Friday, January 30, 2009

Karate

I feel like karate levels in the United States are at an all time low.  After the acquisition of Hillary Swank in The Next Karate Kid, the Karate Kid saga went to hell and the levels of karate in the average American's life plummeted.  And as a result, the economy is in the shitter, we are in a crazy war, and the Jonas Brothers are at the top of the charts! 

But fear not my fellow Americans, I've got the solution.  Assault.  If karate instructors are serious about increasing the flow of people in and out of those dojo doors then they cant be afraid to get their hands a little dirty.  Instead of relying on word of mouth and ignorable flyers, get out there and kick someone's ass.

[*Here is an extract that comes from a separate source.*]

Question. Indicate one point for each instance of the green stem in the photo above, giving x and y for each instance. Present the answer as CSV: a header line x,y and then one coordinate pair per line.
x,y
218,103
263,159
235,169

Picture this:  It's 1 o'clock on the morning.  You're walking home alone, cold, and scared.  You see an ominous looking figure approaching you and you think to yourself, "don't make eye contact, don't make eye contact."  Just as the two of you pass, he screams and chops you in the neck, punches you in the gut, then kicks you in the shin.  Your laying on the ground wondering if this dude is going to steal your shoes when he crouches over you and asks, "don't you wish you knew karate?"  BOOYA!  There is one life time customer.
Just try to tell me that you never wish you knew karate.

1 comment:

  1. That's the problem: everyone thinks that if they've seen a Jackie Chan movie, they know enough karate to at least distract someone long enough to get away. And Seagal is the worst culprit: giving fat white guys illusions of grandeur for years.